Anestis Pasalidi spricht sieben Sprachen fliessend: Italienisch, Französisch, Englisch, Spanisch, Portugiesisch, Griechisch und Deutsch. Welche Sprache würde er gerne noch lernen? «Arabisch! Mich reizt die Vorstellung, von rechts nach links zu lesen.» 

Anestis ist das Kind einer italienischen Mutter und eines griechischen Vaters. Mit sieben Jahren ist er in die Schweiz gekommen. Die Schulen, das Reisen und das Leben haben ihm weitere Sprachen nahegebracht. Wann braucht er sein Sprachtalent im Spitex-Alltag? «Täglich. Heute habe ich sieben Kundinnen und Kunden betreut. Bei fünf dieser Einsätze habe ich nicht Deutsch gesprochen, sondern Italienisch.» Er ist an der Langstrasse im Kreis 4 im Einsatz. Hier leben viele Menschen, die in den 50er- und 60er-Jahren in die Schweiz gekommen sind und nie oder nur sehr wenig Deutsch gelernt haben. 

Zitat von Anestis


Bei Spitex Zürich betreut Anestis Pasalidi vier Lernende. Drei haben gerade erst begonnen, Attila ist im dritten Lehrjahr. «Ich bin sehr froh um Attila. Denn er spricht Türkisch, ich hingegen nicht. Im Moment betreuen wir einen Türken, der kein Deutsch versteht. Es ist naheliegend, dass Attila die meisten Einsätze übernimmt, da er ihn weitgehend selbstständig betreuen kann.» 

Bei speziellen medizinischen Fragen oder in komplexen Fällen lassen sich die Fachkompetenzen erfahrener Spitex-Mitarbeitenden nutzen. Dank ihrer Sprachkenntnisse können sie Dolmetscherdienste für ihre Kolleginnen und Kollegen leisten.

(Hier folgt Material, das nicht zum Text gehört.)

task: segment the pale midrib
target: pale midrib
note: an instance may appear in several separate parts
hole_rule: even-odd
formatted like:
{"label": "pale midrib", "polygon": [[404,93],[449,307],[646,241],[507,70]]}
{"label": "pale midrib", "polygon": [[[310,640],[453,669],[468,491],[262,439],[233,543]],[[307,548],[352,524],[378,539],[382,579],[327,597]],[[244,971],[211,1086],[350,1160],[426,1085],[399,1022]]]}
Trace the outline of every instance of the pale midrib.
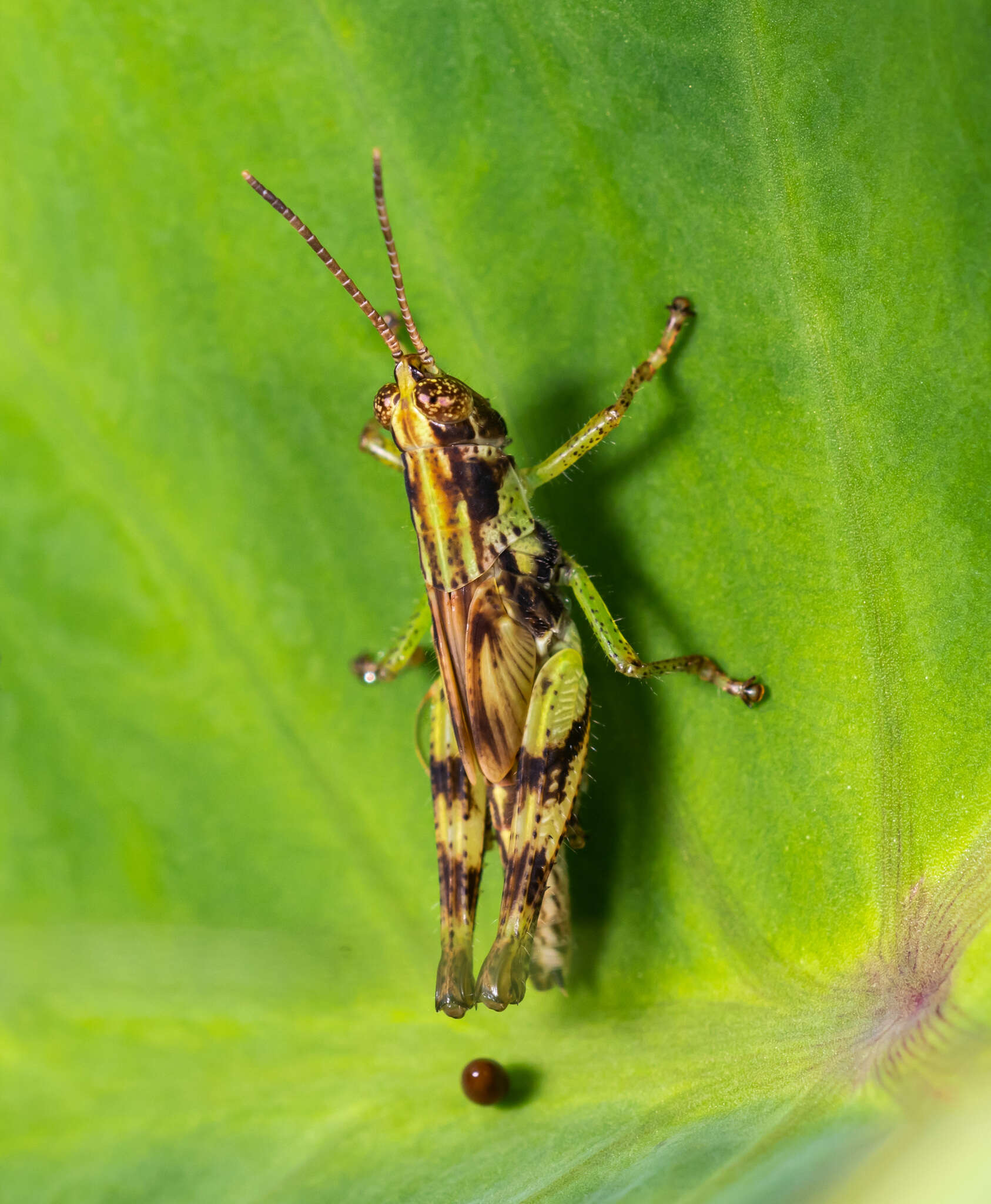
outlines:
{"label": "pale midrib", "polygon": [[[48,376],[51,382],[52,373],[46,372],[34,348],[25,343],[23,352],[23,361],[34,362],[39,374]],[[73,384],[75,390],[72,385],[59,382],[63,397],[70,399],[73,393],[78,393],[78,382],[73,380]],[[197,554],[195,543],[188,537],[183,538],[179,531],[172,529],[158,513],[154,502],[149,501],[137,486],[137,480],[153,478],[153,466],[138,460],[138,453],[143,452],[143,448],[134,444],[129,448],[129,456],[132,459],[128,471],[124,458],[94,429],[82,411],[64,405],[57,407],[55,414],[49,413],[51,393],[51,388],[39,389],[37,397],[43,397],[45,403],[31,408],[33,418],[49,432],[52,447],[72,449],[71,476],[88,483],[126,533],[132,547],[141,550],[149,566],[154,566],[155,579],[170,583],[173,589],[175,583],[182,583],[184,596],[195,600],[211,632],[213,645],[224,649],[241,665],[263,713],[267,713],[270,718],[271,730],[279,734],[290,756],[313,783],[322,802],[334,803],[329,813],[334,826],[338,831],[350,828],[350,832],[340,833],[341,846],[348,850],[353,862],[361,864],[365,880],[370,884],[377,883],[382,875],[382,867],[370,860],[368,850],[374,849],[381,836],[381,831],[377,830],[378,821],[370,827],[364,808],[355,807],[349,799],[341,799],[340,791],[328,778],[307,737],[289,719],[291,707],[287,700],[277,695],[273,685],[281,680],[279,668],[266,663],[252,624],[238,616],[236,610],[224,607],[211,588],[216,566],[212,565],[210,555]],[[158,518],[152,518],[153,514],[158,514]],[[277,799],[273,801],[273,805],[277,805]],[[390,923],[397,917],[399,913],[394,914]],[[408,939],[421,933],[421,925],[411,911],[406,911],[403,919],[408,925]]]}
{"label": "pale midrib", "polygon": [[[780,231],[788,281],[798,314],[798,338],[804,348],[810,391],[818,397],[816,415],[821,419],[825,448],[833,470],[837,510],[842,529],[853,551],[854,572],[863,606],[863,647],[868,661],[874,695],[874,772],[877,804],[880,813],[878,907],[881,950],[890,946],[899,914],[901,899],[907,886],[906,867],[910,864],[912,826],[907,803],[907,750],[904,746],[904,694],[897,621],[891,608],[884,604],[884,590],[878,583],[895,578],[886,563],[877,525],[871,514],[869,498],[863,486],[868,458],[856,447],[856,437],[844,424],[838,379],[831,353],[828,318],[818,303],[815,289],[806,266],[813,258],[806,229],[812,218],[803,214],[800,175],[794,169],[795,155],[789,153],[788,122],[778,120],[767,95],[761,63],[766,57],[762,26],[766,17],[759,4],[741,11],[733,24],[739,33],[744,83],[755,112],[757,149],[767,165],[767,197],[769,209]],[[853,450],[851,450],[853,448]]]}

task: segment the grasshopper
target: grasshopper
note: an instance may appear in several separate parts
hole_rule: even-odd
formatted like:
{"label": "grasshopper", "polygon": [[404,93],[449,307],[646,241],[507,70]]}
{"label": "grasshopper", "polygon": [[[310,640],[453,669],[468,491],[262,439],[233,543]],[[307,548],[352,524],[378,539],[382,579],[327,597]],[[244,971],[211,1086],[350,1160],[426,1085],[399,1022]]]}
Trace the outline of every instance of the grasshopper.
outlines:
{"label": "grasshopper", "polygon": [[[376,394],[374,417],[359,445],[405,477],[425,595],[394,645],[379,656],[358,657],[354,669],[365,681],[388,681],[421,659],[423,641],[432,633],[440,677],[424,703],[441,885],[435,1003],[455,1019],[478,1003],[502,1011],[523,999],[527,975],[539,988],[564,986],[570,925],[567,879],[558,857],[565,838],[580,831],[573,813],[591,708],[565,590],[626,677],[692,673],[748,707],[763,697],[755,678],[731,678],[708,656],[642,660],[588,572],[530,509],[541,485],[617,429],[636,393],[667,360],[692,309],[685,297],[674,297],[660,342],[617,400],[545,460],[519,468],[506,452],[509,441],[500,414],[437,366],[417,330],[385,208],[378,150],[376,208],[412,352],[397,338],[399,318],[379,314],[295,213],[249,172],[243,176],[337,277],[393,355],[394,379]],[[502,901],[495,942],[476,978],[474,913],[491,840],[502,860]]]}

Diese fragen dann bei den Kundinnen und Kunden gezielt nach, um sich ein vollständiges Bild der Pflegesituation zu machen und über das weitere Vorgehen zu entscheiden. 

Kommen auch digitale Sprachassistenten zum Einsatz? «Wir pflegen Menschen, die aus der Ukraine geflüchtet sind. Niemand von uns kann Ukrainisch oder Russisch. Hier ‹sprechen› wir mit Händen, Füssen, mit Gestik und Mimik und natürlich mit Sprachassistenten», sagt Anestis Pasalidi. «Genügt dies nicht, ziehen wir professionelle Dolmetscher bei. So stellen wir sicher, dass die Betreuung stets respektvoll ist und fachgerecht erfolgt.» 

Jede Fremdsprache ist immer auch Ausdruck der anderen Kultur. Wie erlebt Anestis Pasalidi dies in seinem Spitex-Alltag? «Wer in Griechenland lebt, würde niemals mit Strassenschuhen eine Wohnung betreten. Das bedeutet, dass wir Spitex-Mitarbeitende bei jedem Einsatz unsere blauen Überschuhe anziehen. Für manche Schweizerinnen oder Schweizer mag das ungewohnt sein, doch es ist notwendig: Denn in dieser Kultur gelten Strassenschuhe als ‹unrein›. Ab und zu leiste ich deshalb kulturelle Übersetzungsarbeit», sagt er und lacht. Falls möglich sieht er auch davon ab, Gläubige während der Gebetszeiten zu besuchen. «Viele Frauen aus dem Nahen Osten wollen nicht, dass ich als Mann sie wasche. Das akzeptiere ich natürlich.» Dafür nähmen die Kundinnen auch in Kauf, dass es mit den Arbeitskolleginnen von Anestis Pasalidi keine gemeinsame Sprache gibt. «Dann spielt der kulturelle Hintergrund eine grössere Rolle als die Sprachkenntnisse.» 

Anestis Pasalidi ist seit zwölf Jahren bei Spitex Zürich. Seit fünf Jahren bringt er als Berufsbildner jungen Nachwuchskräften das pflegerische Handwerk bei – und thematisiert mit den Auszubildenden ihre Haltung gegenüber anderen Kulturen. «Ich mag meine Arbeit. Die Begleitung der jungen Menschen empfinde ich als Bereicherung. Ich kann viel von ihnen lernen. Und ich kann bei Spitex Zürich täglich meine Sprachkenntnisse anwenden!»